Construction of personalized references and index
Impute-first personalized linear reference
We used bcftools consensus to construct diploid reference genomes in FASTA format for all five GIAB samples (HG001–HG005), using the phased, imputed VCFs generated by our selected configurations. For each sample and for each selected configuration, bcftools consensus generated two haplotype-specific genome sequences (Haplotype_1.fasta and Haplotype_2.fasta) by substituting ALT alleles into the GRCh38 reference. This process also produced chain files capturing coordinate shifts from GRCh38 to each personalized haplotype. These chain files were later used during variant calling to lift alignments from the personalized genome back to the GRCh38 coordinate space, ensuring compatibility with standard evaluation benchmarks. All personalized haplotypes, along with GRCh38, were indexed using bwa index with default parameters to support downstream alignment with BWA-MEM.
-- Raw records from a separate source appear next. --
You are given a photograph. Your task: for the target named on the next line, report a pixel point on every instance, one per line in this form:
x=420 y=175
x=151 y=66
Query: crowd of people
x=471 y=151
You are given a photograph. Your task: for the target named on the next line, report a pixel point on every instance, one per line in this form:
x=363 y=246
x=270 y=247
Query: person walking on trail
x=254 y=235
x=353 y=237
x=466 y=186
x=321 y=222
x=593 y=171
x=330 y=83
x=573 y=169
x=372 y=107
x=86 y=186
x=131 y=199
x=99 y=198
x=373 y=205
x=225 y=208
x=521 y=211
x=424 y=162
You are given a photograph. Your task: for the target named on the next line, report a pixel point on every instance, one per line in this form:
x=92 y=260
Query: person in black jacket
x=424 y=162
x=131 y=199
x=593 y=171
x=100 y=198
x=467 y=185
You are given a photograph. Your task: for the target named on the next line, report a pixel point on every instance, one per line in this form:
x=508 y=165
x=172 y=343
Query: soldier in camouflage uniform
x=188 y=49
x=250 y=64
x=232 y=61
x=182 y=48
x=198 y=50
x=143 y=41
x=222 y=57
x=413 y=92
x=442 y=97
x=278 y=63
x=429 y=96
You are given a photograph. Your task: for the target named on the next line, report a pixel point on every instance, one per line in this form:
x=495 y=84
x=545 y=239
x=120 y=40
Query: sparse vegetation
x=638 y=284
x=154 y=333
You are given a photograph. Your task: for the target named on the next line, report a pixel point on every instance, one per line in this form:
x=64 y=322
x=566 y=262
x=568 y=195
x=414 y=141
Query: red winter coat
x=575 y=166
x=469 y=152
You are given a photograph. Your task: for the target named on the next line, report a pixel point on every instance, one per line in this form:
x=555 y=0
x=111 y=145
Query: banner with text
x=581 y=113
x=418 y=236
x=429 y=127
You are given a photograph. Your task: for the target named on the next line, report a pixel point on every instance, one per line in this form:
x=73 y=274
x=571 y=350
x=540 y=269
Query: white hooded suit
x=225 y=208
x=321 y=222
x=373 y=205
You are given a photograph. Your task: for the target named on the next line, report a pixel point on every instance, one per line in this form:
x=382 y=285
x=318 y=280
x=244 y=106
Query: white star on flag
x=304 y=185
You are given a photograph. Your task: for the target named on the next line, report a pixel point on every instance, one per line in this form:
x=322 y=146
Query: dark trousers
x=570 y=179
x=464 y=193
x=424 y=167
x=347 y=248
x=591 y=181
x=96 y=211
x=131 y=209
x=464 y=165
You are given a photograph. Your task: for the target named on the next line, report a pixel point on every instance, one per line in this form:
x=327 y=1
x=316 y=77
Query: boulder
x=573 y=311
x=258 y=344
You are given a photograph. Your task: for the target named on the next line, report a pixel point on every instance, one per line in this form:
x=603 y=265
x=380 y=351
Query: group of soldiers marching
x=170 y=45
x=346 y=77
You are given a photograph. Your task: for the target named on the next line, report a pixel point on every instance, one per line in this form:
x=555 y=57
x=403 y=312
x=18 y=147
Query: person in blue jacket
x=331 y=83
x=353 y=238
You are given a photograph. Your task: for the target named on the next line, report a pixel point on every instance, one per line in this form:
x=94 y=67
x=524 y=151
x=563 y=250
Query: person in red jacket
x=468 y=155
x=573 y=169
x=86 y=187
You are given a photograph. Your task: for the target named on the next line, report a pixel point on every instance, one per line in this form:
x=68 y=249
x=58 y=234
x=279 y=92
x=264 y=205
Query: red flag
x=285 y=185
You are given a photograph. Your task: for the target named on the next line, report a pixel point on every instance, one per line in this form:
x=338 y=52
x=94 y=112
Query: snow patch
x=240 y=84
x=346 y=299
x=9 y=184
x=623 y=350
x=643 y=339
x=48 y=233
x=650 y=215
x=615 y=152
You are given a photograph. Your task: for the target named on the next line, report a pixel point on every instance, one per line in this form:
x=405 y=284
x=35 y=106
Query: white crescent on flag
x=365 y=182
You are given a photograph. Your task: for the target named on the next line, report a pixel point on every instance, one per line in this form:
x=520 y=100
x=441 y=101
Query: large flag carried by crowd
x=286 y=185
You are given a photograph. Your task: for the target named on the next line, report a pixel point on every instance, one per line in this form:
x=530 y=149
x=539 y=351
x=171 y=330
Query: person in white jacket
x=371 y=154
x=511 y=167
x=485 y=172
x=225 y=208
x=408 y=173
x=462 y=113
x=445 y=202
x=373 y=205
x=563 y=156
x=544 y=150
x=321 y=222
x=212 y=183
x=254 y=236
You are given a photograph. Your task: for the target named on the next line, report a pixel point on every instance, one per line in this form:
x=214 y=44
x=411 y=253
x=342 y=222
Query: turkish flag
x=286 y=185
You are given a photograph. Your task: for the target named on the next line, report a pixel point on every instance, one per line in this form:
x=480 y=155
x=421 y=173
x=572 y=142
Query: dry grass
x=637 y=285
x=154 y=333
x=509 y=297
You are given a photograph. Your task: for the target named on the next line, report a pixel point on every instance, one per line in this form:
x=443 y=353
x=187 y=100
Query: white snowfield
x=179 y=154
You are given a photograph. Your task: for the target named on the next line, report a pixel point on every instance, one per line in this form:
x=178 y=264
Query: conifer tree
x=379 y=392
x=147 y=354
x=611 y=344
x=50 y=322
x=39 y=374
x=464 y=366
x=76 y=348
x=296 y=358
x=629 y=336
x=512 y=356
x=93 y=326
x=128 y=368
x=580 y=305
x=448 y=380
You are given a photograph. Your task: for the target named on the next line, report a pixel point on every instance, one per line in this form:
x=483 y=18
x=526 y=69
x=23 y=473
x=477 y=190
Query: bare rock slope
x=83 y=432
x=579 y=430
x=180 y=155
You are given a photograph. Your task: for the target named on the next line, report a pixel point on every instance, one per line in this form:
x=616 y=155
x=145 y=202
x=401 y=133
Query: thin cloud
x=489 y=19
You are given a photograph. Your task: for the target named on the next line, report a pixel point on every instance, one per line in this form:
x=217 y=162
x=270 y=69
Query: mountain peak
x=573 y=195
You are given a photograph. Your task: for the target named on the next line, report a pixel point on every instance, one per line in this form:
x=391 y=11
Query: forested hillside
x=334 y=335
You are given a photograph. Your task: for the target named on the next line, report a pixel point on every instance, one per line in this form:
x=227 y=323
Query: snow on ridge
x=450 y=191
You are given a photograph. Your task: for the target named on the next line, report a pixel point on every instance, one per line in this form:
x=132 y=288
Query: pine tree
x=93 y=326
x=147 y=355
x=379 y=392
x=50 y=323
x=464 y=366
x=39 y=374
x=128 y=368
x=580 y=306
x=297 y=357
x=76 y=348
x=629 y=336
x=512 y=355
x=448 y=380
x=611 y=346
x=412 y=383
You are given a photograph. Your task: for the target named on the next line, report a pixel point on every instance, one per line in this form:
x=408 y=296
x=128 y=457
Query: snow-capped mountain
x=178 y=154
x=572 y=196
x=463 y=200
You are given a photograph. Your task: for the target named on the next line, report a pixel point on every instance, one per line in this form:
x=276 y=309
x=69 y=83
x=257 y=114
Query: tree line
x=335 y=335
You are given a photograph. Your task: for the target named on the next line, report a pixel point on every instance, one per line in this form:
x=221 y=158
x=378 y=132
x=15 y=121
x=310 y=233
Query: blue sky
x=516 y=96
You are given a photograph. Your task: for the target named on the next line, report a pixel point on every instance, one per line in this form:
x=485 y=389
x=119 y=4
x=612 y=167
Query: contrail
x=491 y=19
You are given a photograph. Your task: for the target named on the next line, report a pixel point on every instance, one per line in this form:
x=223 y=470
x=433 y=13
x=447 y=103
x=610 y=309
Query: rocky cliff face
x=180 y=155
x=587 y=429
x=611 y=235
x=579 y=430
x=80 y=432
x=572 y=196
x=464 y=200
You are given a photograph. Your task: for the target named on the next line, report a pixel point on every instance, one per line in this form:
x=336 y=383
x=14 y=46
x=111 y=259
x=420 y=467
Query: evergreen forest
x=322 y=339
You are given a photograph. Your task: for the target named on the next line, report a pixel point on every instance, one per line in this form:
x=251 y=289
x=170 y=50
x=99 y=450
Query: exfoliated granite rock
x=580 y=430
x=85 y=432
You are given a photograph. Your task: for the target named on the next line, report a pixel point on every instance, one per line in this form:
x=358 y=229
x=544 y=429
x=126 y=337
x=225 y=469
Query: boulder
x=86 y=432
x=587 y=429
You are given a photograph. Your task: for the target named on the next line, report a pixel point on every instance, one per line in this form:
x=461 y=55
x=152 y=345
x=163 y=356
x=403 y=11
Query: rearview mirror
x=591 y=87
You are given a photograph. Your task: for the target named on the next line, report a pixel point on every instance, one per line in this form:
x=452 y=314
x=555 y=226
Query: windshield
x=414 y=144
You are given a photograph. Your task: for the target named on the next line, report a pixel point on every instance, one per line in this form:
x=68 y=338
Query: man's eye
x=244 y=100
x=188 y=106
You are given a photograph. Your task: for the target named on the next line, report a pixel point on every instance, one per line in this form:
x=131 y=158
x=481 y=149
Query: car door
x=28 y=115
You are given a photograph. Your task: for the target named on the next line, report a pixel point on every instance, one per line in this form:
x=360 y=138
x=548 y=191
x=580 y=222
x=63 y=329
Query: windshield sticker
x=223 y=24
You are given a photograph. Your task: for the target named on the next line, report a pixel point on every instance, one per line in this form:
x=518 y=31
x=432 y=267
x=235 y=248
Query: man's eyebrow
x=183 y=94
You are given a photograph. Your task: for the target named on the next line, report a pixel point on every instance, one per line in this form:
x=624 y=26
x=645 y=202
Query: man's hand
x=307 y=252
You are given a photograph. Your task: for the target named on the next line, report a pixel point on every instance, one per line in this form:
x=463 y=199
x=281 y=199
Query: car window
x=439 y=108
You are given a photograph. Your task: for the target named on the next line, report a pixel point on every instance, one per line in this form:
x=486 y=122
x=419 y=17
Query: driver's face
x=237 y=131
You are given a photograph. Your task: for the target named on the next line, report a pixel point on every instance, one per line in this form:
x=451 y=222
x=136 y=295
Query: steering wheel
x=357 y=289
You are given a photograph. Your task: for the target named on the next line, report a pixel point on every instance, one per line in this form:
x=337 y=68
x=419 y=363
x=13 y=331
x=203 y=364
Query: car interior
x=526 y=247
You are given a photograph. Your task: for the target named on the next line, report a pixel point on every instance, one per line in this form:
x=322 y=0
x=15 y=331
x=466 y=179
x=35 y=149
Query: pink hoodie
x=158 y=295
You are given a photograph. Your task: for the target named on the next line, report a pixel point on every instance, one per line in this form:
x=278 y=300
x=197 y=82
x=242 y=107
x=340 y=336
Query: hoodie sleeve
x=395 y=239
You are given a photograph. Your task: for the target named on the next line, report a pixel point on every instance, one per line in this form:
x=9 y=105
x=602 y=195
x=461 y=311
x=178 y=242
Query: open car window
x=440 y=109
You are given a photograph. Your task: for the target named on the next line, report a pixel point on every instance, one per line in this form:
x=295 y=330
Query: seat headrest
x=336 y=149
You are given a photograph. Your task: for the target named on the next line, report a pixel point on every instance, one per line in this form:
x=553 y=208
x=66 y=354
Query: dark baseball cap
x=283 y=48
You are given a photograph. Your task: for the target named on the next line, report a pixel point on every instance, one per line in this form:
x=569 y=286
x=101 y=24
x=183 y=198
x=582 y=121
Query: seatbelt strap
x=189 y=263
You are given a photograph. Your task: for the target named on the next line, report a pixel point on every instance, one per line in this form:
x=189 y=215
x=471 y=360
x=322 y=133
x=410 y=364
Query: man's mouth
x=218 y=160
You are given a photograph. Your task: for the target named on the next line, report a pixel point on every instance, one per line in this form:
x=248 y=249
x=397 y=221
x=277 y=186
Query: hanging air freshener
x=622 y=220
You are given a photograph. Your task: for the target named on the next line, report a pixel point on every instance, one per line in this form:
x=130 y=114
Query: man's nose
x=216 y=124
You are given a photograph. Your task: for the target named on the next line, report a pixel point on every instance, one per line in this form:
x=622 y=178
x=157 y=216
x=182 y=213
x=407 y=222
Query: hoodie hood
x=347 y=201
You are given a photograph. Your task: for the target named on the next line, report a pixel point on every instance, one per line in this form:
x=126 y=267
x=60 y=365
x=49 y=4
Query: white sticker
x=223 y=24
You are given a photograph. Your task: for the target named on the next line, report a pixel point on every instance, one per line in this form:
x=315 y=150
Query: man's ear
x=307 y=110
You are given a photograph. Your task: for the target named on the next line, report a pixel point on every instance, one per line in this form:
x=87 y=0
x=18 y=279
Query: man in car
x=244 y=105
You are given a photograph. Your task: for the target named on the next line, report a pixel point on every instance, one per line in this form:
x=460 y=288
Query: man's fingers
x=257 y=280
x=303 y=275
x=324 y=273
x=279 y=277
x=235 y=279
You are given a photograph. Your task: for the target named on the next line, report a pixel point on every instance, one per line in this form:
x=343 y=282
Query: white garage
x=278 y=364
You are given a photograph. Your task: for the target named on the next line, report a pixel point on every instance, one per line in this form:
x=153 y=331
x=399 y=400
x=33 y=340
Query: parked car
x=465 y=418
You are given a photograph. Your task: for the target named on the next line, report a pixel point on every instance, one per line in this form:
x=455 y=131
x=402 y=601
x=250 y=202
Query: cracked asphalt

Impute-first personalized graph reference
We generated personalized reference graphs using vg autoindex ‐‐workflow Giraffe (vg version 1.55.0) for all five GIAB samples (HG001–HG005). We used default parameters and 32 simultaneous threads. As inputs, we provided both the GRCh38 reference FASTA and the phased, imputed diploid variant calls from the Imputefirst_c5 and Imputefirst_c20 VCFs for each sample. The resulting graphs each encode a single diploid individual; where there were the homozygous ALT calls, those were substituted in, and where there were HET calls, a “bubble” was created in the graph to accommodate both alleles.
Other references
We constructed VG Giraffe indexes for linear (without VCF), pangenome (1 kGP Phase 3 VCF), and benchmark (GIAB v4.2.1 truth VCF) variant sets. We did this using the GRCh38 reference FASTA and the vg autoindex workflow. To include HPRC pangenome-based evaluations, we used the HPRC v1.1 frequency-filtered GRCh38-based VG Giraffe indexes provided as part of the HPRC pangenome resources. To construct the VG Giraffe personalized pangenomes, we followed the VG Giraffe workflow for haplotype sampling, as described at GitHub (https://github.com/vgteam/vg_wdl/blob/master/workflows/giraffe.wdl), using the HPRC v1.1 default GRCh38-based giraffe index for sample-specific diploid sampling.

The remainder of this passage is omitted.